Lesson script - Programming Café on 9 Dec
In this second session of the Programming Café, we’ll dive into how to use Python scripts to automate repetitive tasks in your research. We’ll explore the basics of automation, focusing on how to effectively move, rename and copy your files and write clear, functional scripts.
We will start with a question: Which tasks would you like to automate in your research ? I hope that I can show you some tricks for these tasks today.
Requirements to start
Did everyone install Python ? Who needs help ? I would recommend the use of PyCharm!
- Please create a copy of the files that you want to work on.
- You can also download test files extracted from the German Summary Corpus (Wedig & Strobl, 2024) here.
- Create a folder “data” in your projects and a subfolder “files” in which you paste your files
Import the necessary modules and create a main function to coordinate all tasks
import os #package that gives us access to the operating system
import shutil #package that gives us access to file operations
import re #package that gives us access to regular expressions
import time #package that gives us access to time
if __name__ == '__main__':
# will be filled with our functions
File Management
During a busy period like a PhD, tasks such as tracking existing files or creating backups may be overlooked.
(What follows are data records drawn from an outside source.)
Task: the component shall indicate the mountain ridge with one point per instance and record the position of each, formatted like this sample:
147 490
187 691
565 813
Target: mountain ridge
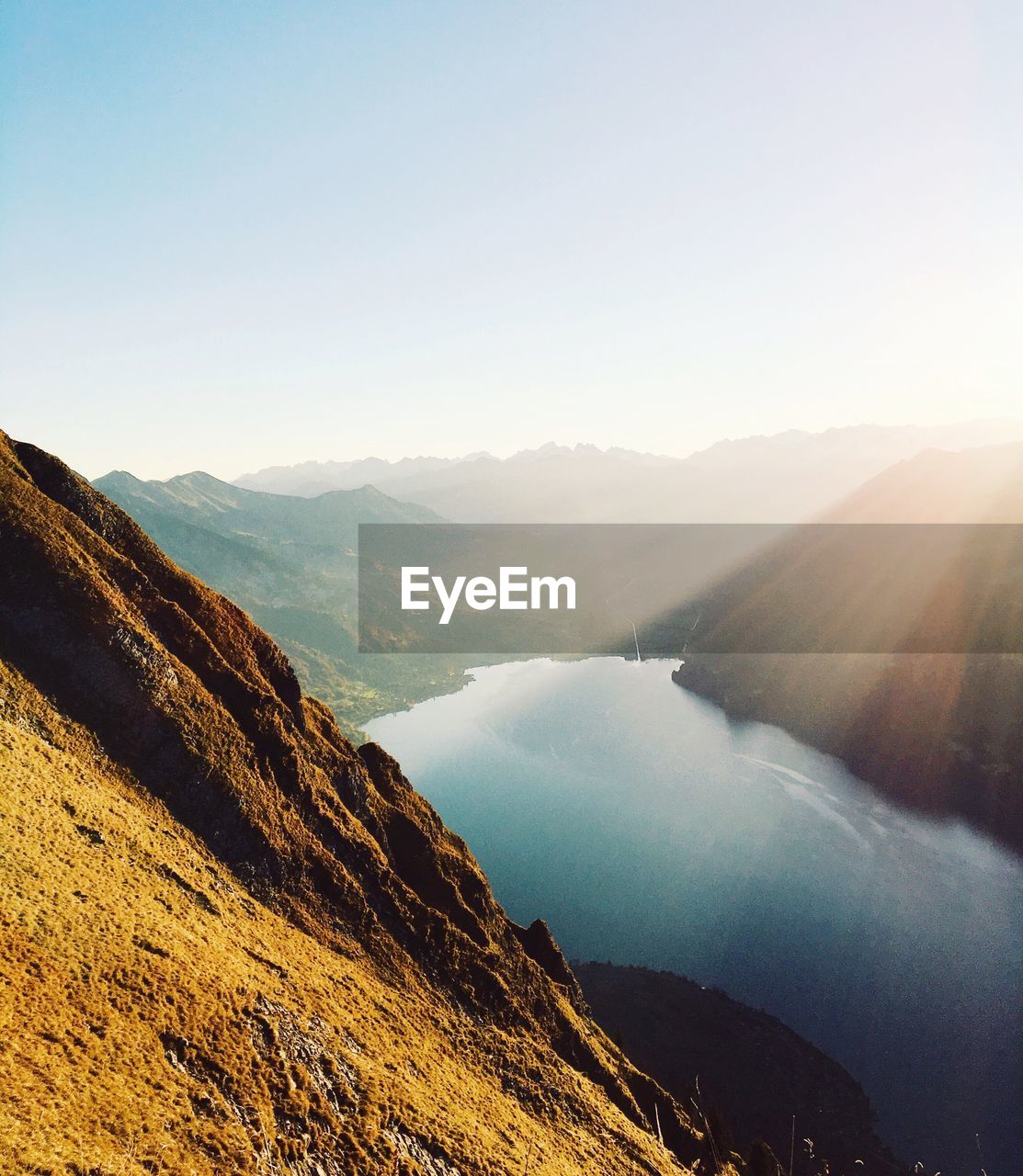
143 713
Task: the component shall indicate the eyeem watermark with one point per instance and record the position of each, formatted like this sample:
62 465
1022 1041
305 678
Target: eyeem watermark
664 591
514 591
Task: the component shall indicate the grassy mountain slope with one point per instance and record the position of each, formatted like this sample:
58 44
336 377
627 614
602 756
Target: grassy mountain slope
786 478
941 733
290 563
233 942
702 1046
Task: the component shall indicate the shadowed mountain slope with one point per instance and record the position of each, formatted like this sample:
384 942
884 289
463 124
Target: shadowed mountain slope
233 942
290 562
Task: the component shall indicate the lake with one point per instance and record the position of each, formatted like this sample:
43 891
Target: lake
647 828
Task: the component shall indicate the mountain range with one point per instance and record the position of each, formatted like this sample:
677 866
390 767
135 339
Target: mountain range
784 478
939 731
234 942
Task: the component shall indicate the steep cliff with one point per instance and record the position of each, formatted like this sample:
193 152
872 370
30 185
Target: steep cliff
233 941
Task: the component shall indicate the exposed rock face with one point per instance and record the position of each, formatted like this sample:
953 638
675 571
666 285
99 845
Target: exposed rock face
143 710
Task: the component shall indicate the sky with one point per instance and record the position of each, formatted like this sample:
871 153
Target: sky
254 233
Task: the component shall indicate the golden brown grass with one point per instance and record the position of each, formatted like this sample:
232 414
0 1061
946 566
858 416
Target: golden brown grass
155 1019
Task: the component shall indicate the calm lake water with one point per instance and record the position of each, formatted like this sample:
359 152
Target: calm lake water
649 830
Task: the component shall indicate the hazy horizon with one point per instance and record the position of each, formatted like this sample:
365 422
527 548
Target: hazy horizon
261 234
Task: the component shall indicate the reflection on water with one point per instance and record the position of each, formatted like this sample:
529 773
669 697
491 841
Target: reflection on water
648 830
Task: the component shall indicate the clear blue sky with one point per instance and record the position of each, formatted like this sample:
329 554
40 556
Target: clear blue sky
239 234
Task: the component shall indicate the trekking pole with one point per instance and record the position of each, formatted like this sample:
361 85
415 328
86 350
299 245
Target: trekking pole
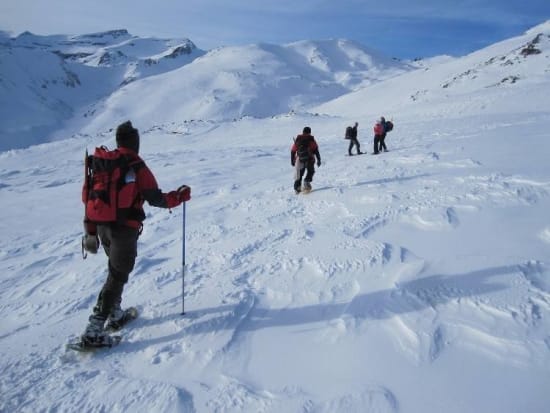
183 264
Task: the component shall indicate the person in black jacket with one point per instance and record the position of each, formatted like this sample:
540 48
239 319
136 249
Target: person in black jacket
303 153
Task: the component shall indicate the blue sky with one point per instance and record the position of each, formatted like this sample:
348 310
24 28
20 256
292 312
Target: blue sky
399 28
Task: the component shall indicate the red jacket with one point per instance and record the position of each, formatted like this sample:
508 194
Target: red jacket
378 129
312 148
147 189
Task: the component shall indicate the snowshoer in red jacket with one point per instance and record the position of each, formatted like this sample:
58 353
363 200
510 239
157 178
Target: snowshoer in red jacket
303 153
119 239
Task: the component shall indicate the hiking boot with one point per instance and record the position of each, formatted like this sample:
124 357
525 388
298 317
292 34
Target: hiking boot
94 332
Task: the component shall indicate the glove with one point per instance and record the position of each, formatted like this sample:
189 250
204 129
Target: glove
184 193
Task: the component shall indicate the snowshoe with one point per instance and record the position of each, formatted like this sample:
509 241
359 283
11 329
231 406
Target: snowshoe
120 318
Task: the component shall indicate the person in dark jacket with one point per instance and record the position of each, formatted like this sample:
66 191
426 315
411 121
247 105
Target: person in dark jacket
379 135
119 240
303 153
351 134
382 145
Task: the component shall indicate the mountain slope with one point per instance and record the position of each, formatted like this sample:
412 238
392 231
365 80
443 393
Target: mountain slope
47 80
412 281
92 76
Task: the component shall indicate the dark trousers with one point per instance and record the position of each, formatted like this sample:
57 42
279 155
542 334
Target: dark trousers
377 139
354 142
120 245
301 168
383 143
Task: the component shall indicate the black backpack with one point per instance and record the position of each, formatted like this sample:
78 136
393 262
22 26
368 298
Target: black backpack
302 149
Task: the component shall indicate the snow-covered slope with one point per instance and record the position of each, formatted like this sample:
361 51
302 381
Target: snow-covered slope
90 77
47 80
259 80
412 281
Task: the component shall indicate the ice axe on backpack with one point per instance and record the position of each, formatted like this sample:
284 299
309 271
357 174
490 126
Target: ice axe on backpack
90 240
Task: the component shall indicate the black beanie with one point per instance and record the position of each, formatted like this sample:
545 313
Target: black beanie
127 136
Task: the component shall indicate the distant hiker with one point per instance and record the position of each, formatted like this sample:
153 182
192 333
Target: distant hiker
381 128
351 134
119 235
379 135
303 153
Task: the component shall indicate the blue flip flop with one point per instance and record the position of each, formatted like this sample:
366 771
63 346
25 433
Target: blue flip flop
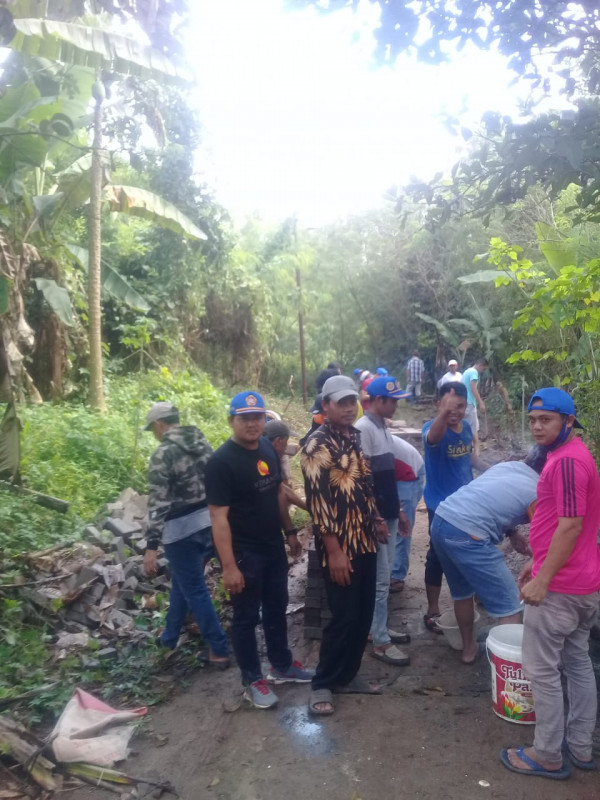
536 769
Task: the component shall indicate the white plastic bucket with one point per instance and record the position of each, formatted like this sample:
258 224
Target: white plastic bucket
449 626
512 699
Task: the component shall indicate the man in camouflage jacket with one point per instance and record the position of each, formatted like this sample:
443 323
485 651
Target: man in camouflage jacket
178 515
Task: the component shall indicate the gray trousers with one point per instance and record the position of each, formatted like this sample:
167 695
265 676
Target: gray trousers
557 634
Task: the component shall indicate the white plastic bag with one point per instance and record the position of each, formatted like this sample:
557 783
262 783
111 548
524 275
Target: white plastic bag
92 731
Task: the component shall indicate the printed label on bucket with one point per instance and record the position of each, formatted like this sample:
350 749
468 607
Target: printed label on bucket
511 691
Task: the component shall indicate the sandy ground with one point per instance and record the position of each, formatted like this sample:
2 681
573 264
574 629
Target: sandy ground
431 734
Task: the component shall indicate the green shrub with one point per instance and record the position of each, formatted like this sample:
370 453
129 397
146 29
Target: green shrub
86 458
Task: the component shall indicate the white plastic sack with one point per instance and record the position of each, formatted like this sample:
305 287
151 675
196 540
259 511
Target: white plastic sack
92 731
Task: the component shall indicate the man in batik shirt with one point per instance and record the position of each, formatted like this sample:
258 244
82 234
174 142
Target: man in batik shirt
339 496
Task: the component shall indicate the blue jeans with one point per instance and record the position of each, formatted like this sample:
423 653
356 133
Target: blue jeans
385 557
189 592
475 566
409 492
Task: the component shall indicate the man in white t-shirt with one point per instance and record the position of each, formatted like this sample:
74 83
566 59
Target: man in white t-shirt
452 375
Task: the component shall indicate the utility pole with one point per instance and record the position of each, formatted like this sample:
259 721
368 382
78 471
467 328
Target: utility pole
301 334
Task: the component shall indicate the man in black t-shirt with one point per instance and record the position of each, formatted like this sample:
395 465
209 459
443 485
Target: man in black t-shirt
247 508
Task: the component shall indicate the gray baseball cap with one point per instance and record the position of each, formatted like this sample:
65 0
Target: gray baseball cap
276 428
162 410
337 387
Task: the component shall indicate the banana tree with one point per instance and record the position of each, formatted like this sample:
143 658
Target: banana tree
103 50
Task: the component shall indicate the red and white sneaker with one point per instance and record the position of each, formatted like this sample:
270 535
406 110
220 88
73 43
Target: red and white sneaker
295 673
260 694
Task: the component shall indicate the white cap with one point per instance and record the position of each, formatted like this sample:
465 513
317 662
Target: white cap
159 411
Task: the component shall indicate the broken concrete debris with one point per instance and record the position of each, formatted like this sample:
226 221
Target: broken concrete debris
100 586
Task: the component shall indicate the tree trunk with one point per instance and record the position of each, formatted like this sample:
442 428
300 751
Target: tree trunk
95 269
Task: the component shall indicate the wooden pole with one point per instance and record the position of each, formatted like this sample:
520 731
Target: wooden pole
523 410
301 334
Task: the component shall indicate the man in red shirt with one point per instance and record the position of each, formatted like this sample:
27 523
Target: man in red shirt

Python can help automate these tasks, allowing you to complete them with the press of a button.
Generate a file structure automatically
At the beginning of your project (or at a later stage), you might wonder how to best structure your files. This code snippet allows you to automate the process. Be aware: data/copy will be created for this session today and is not typical in a research project
def create_folders():
folders = ["data/raw", "data/processed", "data/copy" "scripts", "results"] # Here you can define how you would like to name your folders
# Create folders
for folder in folders:
os.makedirs(folder, exist_ok=True)
Get an overview of all files in one folder
To get an overview of all the files in a folder, you can use the listdir() function.
def list_files():
# Get the directory path
working_dir = os.getcwd()
path = os.path.join(working_dir, "data", "files")
print(os.listdir(path)) # print allows us to see the results on the console.
Copying files: e.g., to create a backup
You might find yourself in a situation where you want to create copies of your files, such as for backup purposes. For this, you can use the shutil package.
def copy_files():
# Get the directory path
working_dir = os.getcwd()
path = os.path.join(working_dir, "data", "files")
# this is how we copy one file
source = os.path.join(path, "L1_Ki_02.csv")
destination = os.path.join(working_dir, "data", "test", "copy_L1_Ki_02.csv")
shutil.copyfile(source, destination)
# we can also copy a while directory
shutil.copytree(os.path.join(working_dir, "data", "files"), os.path.join(working_dir, "data", "copy"), dirs_exist_ok = True)
Renaming files
After copying the files, we can perform some small operations on them!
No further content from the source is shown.